Before you start worrying I've gone all Icke on you the answer is no, but what's interesting about the question is that it's a lot harder to answer than it used to be. Todd Vernon's article on the still-unexplained stock market crash of May 3rd reminded me of something, but it took a while to put my finger on it. Then I realized, it was from Vernor Vinge's A Deepness in the Sky.

In the novel Vinge describes financial weapons that are unleashed by a malevolent intelligence on an unsuspecting civilization, business plans that explode their systems. At the time I was naive enough that I couldn't picture how just transmitting an idea could have that sort of impact, but now it's pretty obvious. All you need is an alien in the early 2000's to email an investment banker "Hey, everyone wants triple-A securities. If you bundle this risky debt into tranches you can persuade the ratings agencies to certify part of it as AAA and you'll make a fortune".

What I find fascinating as a computer engineer is that this is all my profession's fault.
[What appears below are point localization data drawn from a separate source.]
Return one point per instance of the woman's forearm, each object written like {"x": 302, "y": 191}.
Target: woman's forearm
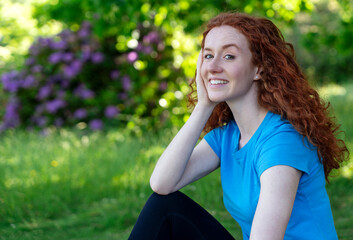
{"x": 171, "y": 165}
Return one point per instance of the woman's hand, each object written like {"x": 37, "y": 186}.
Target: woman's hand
{"x": 202, "y": 94}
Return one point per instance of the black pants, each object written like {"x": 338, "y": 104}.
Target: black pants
{"x": 176, "y": 216}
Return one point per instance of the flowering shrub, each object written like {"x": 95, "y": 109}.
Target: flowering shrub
{"x": 72, "y": 77}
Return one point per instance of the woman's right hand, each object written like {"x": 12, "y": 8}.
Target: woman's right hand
{"x": 202, "y": 95}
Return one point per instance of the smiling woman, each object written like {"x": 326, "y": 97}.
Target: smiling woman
{"x": 270, "y": 135}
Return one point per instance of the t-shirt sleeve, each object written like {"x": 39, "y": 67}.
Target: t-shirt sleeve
{"x": 286, "y": 148}
{"x": 213, "y": 138}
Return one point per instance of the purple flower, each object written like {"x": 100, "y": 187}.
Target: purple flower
{"x": 54, "y": 105}
{"x": 61, "y": 45}
{"x": 44, "y": 42}
{"x": 80, "y": 113}
{"x": 132, "y": 57}
{"x": 122, "y": 96}
{"x": 44, "y": 92}
{"x": 126, "y": 81}
{"x": 73, "y": 69}
{"x": 34, "y": 50}
{"x": 68, "y": 57}
{"x": 29, "y": 81}
{"x": 147, "y": 49}
{"x": 114, "y": 74}
{"x": 97, "y": 57}
{"x": 41, "y": 121}
{"x": 111, "y": 111}
{"x": 83, "y": 92}
{"x": 85, "y": 30}
{"x": 39, "y": 109}
{"x": 96, "y": 124}
{"x": 60, "y": 94}
{"x": 55, "y": 57}
{"x": 55, "y": 78}
{"x": 83, "y": 33}
{"x": 65, "y": 34}
{"x": 11, "y": 81}
{"x": 152, "y": 37}
{"x": 58, "y": 122}
{"x": 86, "y": 54}
{"x": 37, "y": 68}
{"x": 163, "y": 86}
{"x": 30, "y": 61}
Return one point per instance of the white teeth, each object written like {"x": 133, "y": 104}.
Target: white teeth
{"x": 214, "y": 82}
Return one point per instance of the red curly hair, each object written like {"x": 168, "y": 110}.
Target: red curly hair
{"x": 282, "y": 89}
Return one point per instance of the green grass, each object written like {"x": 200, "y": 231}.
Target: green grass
{"x": 71, "y": 185}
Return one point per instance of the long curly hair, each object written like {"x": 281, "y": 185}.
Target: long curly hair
{"x": 283, "y": 89}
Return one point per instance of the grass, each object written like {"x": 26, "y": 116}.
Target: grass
{"x": 74, "y": 185}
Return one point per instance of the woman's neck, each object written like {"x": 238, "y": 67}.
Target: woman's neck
{"x": 248, "y": 115}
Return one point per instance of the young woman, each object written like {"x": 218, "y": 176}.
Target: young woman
{"x": 270, "y": 135}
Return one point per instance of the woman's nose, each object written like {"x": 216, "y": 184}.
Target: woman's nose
{"x": 214, "y": 66}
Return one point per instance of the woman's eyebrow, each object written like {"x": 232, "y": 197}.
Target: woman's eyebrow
{"x": 225, "y": 46}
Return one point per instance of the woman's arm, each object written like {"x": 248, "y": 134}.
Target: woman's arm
{"x": 279, "y": 186}
{"x": 182, "y": 163}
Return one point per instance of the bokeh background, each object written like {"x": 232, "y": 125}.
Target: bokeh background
{"x": 92, "y": 91}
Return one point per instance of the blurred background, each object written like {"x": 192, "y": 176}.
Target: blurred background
{"x": 92, "y": 91}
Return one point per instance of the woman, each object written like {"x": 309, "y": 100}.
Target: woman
{"x": 270, "y": 134}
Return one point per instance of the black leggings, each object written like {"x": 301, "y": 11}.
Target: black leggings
{"x": 176, "y": 216}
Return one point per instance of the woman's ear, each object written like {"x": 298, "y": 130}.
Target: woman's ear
{"x": 258, "y": 72}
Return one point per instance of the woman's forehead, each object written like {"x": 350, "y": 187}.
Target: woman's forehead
{"x": 225, "y": 35}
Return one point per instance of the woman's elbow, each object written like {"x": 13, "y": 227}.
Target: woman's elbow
{"x": 159, "y": 188}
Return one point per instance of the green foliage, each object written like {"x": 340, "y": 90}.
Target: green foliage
{"x": 321, "y": 32}
{"x": 324, "y": 42}
{"x": 79, "y": 185}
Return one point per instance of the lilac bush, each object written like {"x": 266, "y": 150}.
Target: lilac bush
{"x": 74, "y": 77}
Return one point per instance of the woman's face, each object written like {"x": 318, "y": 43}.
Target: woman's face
{"x": 227, "y": 68}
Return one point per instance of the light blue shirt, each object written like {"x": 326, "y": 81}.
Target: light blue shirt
{"x": 275, "y": 142}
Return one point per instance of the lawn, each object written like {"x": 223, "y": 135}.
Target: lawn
{"x": 80, "y": 185}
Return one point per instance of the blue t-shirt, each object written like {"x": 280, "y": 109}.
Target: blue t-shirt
{"x": 275, "y": 142}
We've built an amazing infrastructure of information plumbing to allow the financial system to operate on auto-pilot, without those pesky humans sucking up salaries and slowing the whole process down. The late lamented Tanta opened my eyes to how the job of a mortgage underwriter had changed from being a gatekeeper, almost a detective trying to sniff out risky loans, to someone whose focus was making sure that the submitted forms matched the criteria set in the computer programs they now used to grade loans. In a very literal sense these programs are artificial intelligences, expert systems that try to mechanize the thought process that we used to rely on loan officers to go through.

These loans were then bundled and sold as securities based on complex computer models based on historical data (which didn't include falling house prices). These securities were then bought and resold by investors using their own complex trading programs. This was all in the debt market, but the same takeover of decisions by software occurred in equities, and the end result is a system composed of hundreds of thousands of different programs all talking to each other and making enormous financial decisions on their owner's behalf. What's truly scary about this size of system is that it's reached a scale where it's so complex that it's impossible to understand why anything happened. That's what worries me about the May 3rd crash, it's the first time a vital information system we've built has proved too complex to debug. In the pre-computer world, you could just interview everyone who bought or sold on the daya of a crash and ask them why they took action. We can't do that with our programs, which is why the crash will remain a mystery.

In another part of Deepness, Vinge describes a civilization whose systems have reached the point where they're so entangled and baroque that nobody can fix them when they crash, and the whole world is destined to collapse. Again I couldn't picture that when I first read it, but now I can. In the financial crisis we had cargoes that couldn't be shipped because the standard letters of credit between banks were no longer being honored. Our fundamental mechanisms for delivering food were taken out by problems in our financial information systems! Our AIs don't need to become self-aware to turn into Skynet, they're quite capable of causing serious damage just as they are.

So how can we fix this? As a start we need all programs making financial decisions to produce a clear audit trail in a standard format, explaining not only what actions they took but why. With this sort of log available for every market participant, forensic investigators would be able to build a picture of the cause of events like May 3rd. It may well prove to be impossible for some existing code to come up with meaningful reasons for its decision tree, but that's a feature of this proposal, not a bug. If the operators can't justify the actions of the programs they're running, then that's a clear sign they're too dangerous to be interfacing with our financial system.